Zum Schulz-Kartell gehört auch die Sonnwendjochbahn im Rofan, wo die Gemeinde Kramsach seit 1968 eine Seilbahn hinauf zum Roßkogel betrieb, ehe sie die ständig in den roten Zahlen befindliche Bahn 1987 für einen Apfel und ein Ei an Schulz verkaufte. Der plante sogleich Großes: Die Erschließung der „Roßwies“ am Roßkogel - den Einstieg in einen großen Skizirkus bis hinüber nach Steinberg und Brandenberg. Als sich unerwartet deutlicher Widerstand der betroffenen Grundeigentümer regte, sollte Druck auf den Bürgermeister weiterhelfen, denn ohne Änderungen „ist der Umbau bzw. eine Verbesserung im Bereich der Kramsacher Sonnwendjoch-Bergbahn nicht mehr möglich. (...) Nach unserem Ermessen glauben wir, daß die bestehenden Liftanlagen maximal zwischen zwei bis drei Jahren noch wirtschaftlich geführt werden können und ab diesem Zeitpunkt sicherlich mit der Betriebseinstellung der bestehenden Anlagen zu rechnen ist.“ Erst die vom Land Tirol kurz darauf verkünderte „Nachdenkpause“ legte die Erschließungs-, nicht aber die Neubaupläne der Sonnwendjoch-Bergbahn für drei Jahre auf Eis, wobei Schulz sogleich seine Erwartung gegenüber der Gemeinde kundtat, daß er sich aufgrund des Anschlußzwangs sämtlicher Wirtschaftsbetriebe im Liftbereich an die Gemeindekanalisation wenigstens die „volle Unterstützung der Gemeinde“ - es geht um zwölf bis 15 Millionen Schilling „erwarte“. Kurzum: Kaum ist die Gemeinde ihre defizitäre Seilbahn los, wird sie schon wieder für Selbstverständlichkeiten zur Kasse gebeten... Silvretta-Nova auf Expansionskurs

Auch ein anderes großes Seilbahnunternehmen aus Österreich, die „Silvretta-Nova“ mit ihren unzähligen Seilbahnen und Liften in Ischgl und Galtür, trägt sich mit Expansionsgedanken.

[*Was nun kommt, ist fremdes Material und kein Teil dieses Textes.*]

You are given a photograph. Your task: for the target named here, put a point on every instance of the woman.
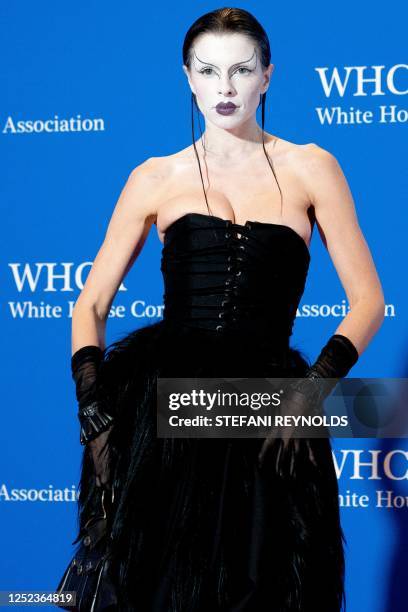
(231, 525)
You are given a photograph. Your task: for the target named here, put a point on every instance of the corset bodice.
(226, 277)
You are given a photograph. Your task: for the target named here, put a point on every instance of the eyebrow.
(233, 66)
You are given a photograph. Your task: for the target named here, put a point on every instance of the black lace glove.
(93, 414)
(305, 395)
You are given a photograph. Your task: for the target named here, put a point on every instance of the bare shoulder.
(146, 184)
(319, 171)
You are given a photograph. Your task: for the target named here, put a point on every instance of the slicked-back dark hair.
(221, 21)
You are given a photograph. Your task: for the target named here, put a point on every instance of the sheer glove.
(95, 420)
(305, 396)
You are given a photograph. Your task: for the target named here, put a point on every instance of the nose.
(225, 88)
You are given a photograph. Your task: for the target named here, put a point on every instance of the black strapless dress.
(197, 525)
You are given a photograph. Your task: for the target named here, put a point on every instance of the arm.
(341, 234)
(338, 226)
(126, 234)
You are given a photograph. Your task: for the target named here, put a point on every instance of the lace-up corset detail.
(226, 277)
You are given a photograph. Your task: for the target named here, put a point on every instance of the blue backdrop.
(90, 90)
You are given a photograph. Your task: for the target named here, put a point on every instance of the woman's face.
(227, 69)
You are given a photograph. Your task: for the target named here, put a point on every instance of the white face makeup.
(226, 68)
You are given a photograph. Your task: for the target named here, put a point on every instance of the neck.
(232, 144)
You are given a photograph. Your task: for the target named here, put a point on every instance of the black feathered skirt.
(197, 525)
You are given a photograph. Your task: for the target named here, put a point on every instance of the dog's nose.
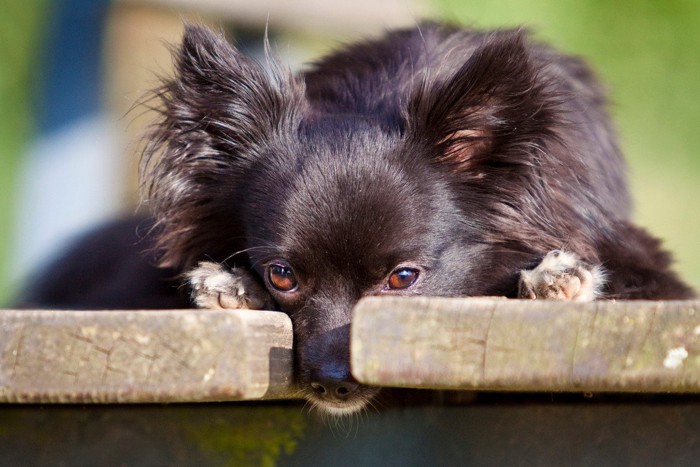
(331, 384)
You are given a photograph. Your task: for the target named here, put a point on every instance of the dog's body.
(433, 161)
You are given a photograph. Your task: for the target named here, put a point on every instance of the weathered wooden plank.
(524, 345)
(144, 356)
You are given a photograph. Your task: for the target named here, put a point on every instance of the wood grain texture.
(527, 345)
(144, 356)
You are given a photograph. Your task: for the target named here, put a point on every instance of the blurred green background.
(646, 51)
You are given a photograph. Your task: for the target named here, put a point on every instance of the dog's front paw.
(216, 286)
(562, 276)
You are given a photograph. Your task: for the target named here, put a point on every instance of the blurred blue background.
(70, 70)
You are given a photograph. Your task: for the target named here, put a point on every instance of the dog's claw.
(562, 276)
(218, 287)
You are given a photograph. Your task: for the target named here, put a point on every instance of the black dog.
(435, 161)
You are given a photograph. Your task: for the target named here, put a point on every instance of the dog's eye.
(281, 277)
(402, 278)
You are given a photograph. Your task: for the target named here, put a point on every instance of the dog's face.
(337, 222)
(327, 208)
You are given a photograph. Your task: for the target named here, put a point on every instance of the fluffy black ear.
(497, 104)
(217, 113)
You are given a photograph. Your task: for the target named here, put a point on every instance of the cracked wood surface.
(144, 356)
(527, 345)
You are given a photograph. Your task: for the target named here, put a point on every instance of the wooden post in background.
(527, 345)
(144, 356)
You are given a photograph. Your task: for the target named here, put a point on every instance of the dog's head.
(328, 208)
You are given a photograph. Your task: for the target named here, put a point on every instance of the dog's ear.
(495, 105)
(217, 115)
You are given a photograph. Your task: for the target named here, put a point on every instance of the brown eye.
(281, 277)
(402, 278)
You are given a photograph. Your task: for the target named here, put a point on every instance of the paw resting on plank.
(219, 287)
(562, 276)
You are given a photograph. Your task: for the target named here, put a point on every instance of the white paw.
(216, 286)
(562, 276)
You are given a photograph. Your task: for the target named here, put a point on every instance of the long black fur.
(466, 155)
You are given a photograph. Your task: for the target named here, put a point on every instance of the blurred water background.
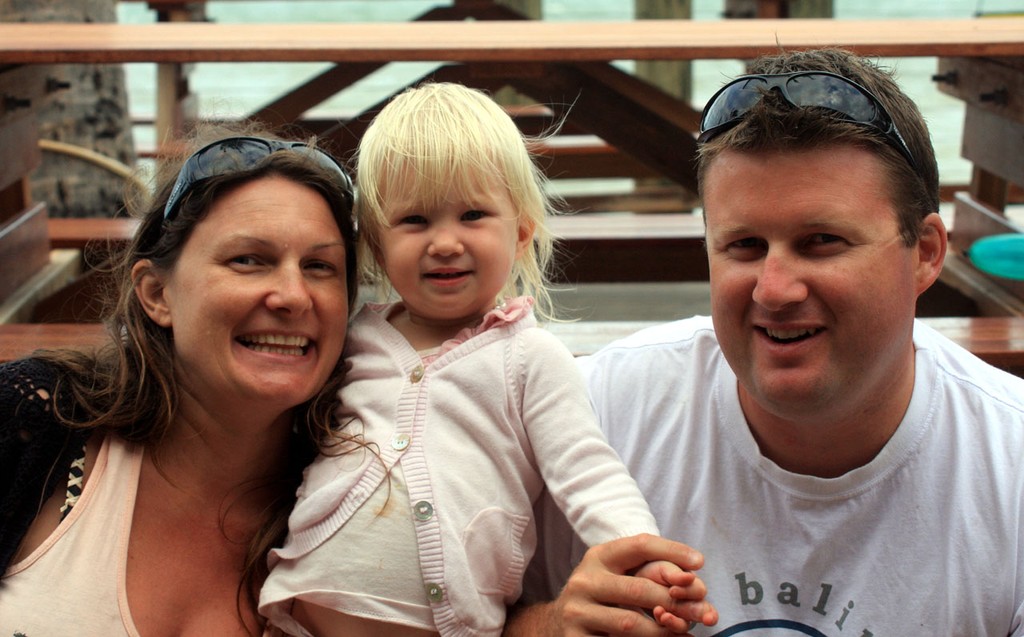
(235, 89)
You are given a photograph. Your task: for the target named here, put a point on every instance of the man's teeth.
(276, 344)
(788, 335)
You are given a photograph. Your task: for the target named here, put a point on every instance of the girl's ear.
(151, 291)
(525, 237)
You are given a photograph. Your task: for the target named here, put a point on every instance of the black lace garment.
(35, 450)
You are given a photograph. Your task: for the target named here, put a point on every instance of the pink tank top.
(74, 584)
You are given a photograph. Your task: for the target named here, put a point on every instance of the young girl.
(458, 410)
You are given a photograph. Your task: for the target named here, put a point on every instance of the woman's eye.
(246, 259)
(822, 238)
(326, 266)
(749, 243)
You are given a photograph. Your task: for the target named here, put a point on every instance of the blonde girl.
(460, 409)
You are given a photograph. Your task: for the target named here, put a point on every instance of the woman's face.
(257, 302)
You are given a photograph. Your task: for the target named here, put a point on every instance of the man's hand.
(600, 598)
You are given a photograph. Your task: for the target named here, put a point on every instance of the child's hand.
(684, 586)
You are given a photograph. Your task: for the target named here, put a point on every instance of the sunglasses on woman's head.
(804, 89)
(238, 154)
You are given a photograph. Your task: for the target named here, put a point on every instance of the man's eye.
(749, 243)
(822, 238)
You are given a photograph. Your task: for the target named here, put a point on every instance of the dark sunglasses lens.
(230, 156)
(834, 93)
(733, 101)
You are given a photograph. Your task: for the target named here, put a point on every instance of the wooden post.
(175, 103)
(83, 105)
(534, 10)
(671, 76)
(777, 8)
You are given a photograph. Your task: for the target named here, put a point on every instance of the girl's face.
(450, 261)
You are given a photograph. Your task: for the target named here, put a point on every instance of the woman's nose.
(291, 291)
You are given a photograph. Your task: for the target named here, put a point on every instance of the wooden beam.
(500, 40)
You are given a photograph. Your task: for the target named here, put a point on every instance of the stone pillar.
(88, 109)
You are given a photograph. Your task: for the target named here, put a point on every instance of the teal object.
(1001, 255)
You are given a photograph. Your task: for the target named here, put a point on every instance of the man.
(844, 469)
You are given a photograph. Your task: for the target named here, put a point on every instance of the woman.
(190, 429)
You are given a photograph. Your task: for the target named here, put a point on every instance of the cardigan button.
(423, 510)
(400, 441)
(417, 374)
(434, 592)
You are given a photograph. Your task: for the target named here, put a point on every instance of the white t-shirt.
(924, 540)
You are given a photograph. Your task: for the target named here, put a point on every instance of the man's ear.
(931, 251)
(525, 236)
(150, 289)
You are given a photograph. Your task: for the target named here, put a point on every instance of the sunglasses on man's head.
(238, 154)
(804, 89)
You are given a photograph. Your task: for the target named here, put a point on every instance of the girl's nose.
(444, 243)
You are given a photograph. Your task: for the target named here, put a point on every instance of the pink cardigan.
(479, 432)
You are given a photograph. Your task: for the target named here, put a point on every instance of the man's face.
(813, 292)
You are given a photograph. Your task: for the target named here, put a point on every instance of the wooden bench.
(998, 341)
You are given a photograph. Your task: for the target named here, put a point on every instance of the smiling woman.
(182, 440)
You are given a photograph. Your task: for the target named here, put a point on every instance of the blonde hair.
(443, 136)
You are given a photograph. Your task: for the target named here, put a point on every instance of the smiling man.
(844, 469)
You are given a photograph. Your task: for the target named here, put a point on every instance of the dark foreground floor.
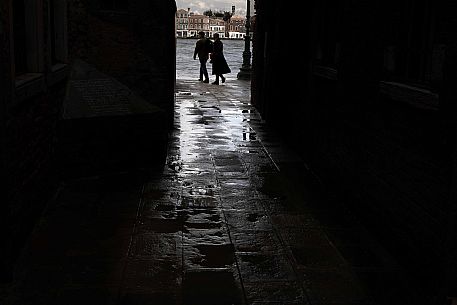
(233, 218)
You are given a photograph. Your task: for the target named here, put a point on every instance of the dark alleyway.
(233, 218)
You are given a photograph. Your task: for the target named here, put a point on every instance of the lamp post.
(245, 70)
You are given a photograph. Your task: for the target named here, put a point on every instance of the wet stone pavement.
(233, 218)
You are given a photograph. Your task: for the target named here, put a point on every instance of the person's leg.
(204, 70)
(201, 72)
(216, 82)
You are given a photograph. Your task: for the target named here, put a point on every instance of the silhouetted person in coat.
(220, 65)
(202, 51)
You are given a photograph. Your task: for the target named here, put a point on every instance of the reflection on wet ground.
(234, 218)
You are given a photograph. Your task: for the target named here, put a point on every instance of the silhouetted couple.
(204, 49)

Im Langtauferer Tal in Südtirol droht dem kleinen, ziemlich unattraktiven Skigebiet im Gebiet der Maßebenalm mit der 15-Jahres-Inspektion 1990 das endgültige Aus. Ein finanzkräftiger Geldgeber muß für die dringend erforderlichen Investitionen gefunden werden. Wer eine unrentable Seilbahn hat, braucht jedoch zur Zeit nicht lange zu suchen: Schon ist die „Silvretta-Nova“ als „Retter in der Not“ im Tal im Gespräch - freilich nicht aus karitativen Überlegungen heraus, sondern weil sich die Gesellschaft davon im Gegenzug die Genehmigung zur Erschließung des Kaunertaler Gletscherskigebietes von Südtiroler Seite aus erhofft. Und wäre damit erst einmal der Einbruch des Massentourismus in das heute noch stille Langtauferer Tal gelungen, wäre auch die Totalerschließung der Gesamtregion nicht mehr aufzuhalten. Eines der größten Skigebiete der Alpen, die östliche Silvretta, Samnaungruppe und westlichen Ötztaler Alpen umfassend, wäre das Endergebnis. Einheimische auf

verlorenem Posten

Den Naturschützern bleibt angesichts solcher Pläne kaum mehr als Resignation. Allenfalls die zunehmende Besorgnis Einheimischer, die sich in der Gründung einiger Bürgerinitiativen manifestiert, macht da und dort, meist aber nur in ohnehin schon weitgehend erschlossenen Gebieten, Hoffnung. Ob sich jedoch solche Bürgerbündnisse gegen die sich abzeichnenden Seilbahnkartelle behaupten können, muß bezweifelt werden: Das Skigebiet eines Dorfes, ja, eines ganzen Tales zumindest vorübergehend als Druckmittel stillzulegen ist für ein Unternehmen mit vielen Skigebieten kein Problem - der soziale Druck in vielen Tälern wächst zur Zeit gewaltig. Ganze Talschaften sind inzwischen von einzelnen Dorfpotentaten abhängig, die freilich meist nur Galionsfiguren mächtiger im Hintergrund stehender Seilbahnkonzerne sind.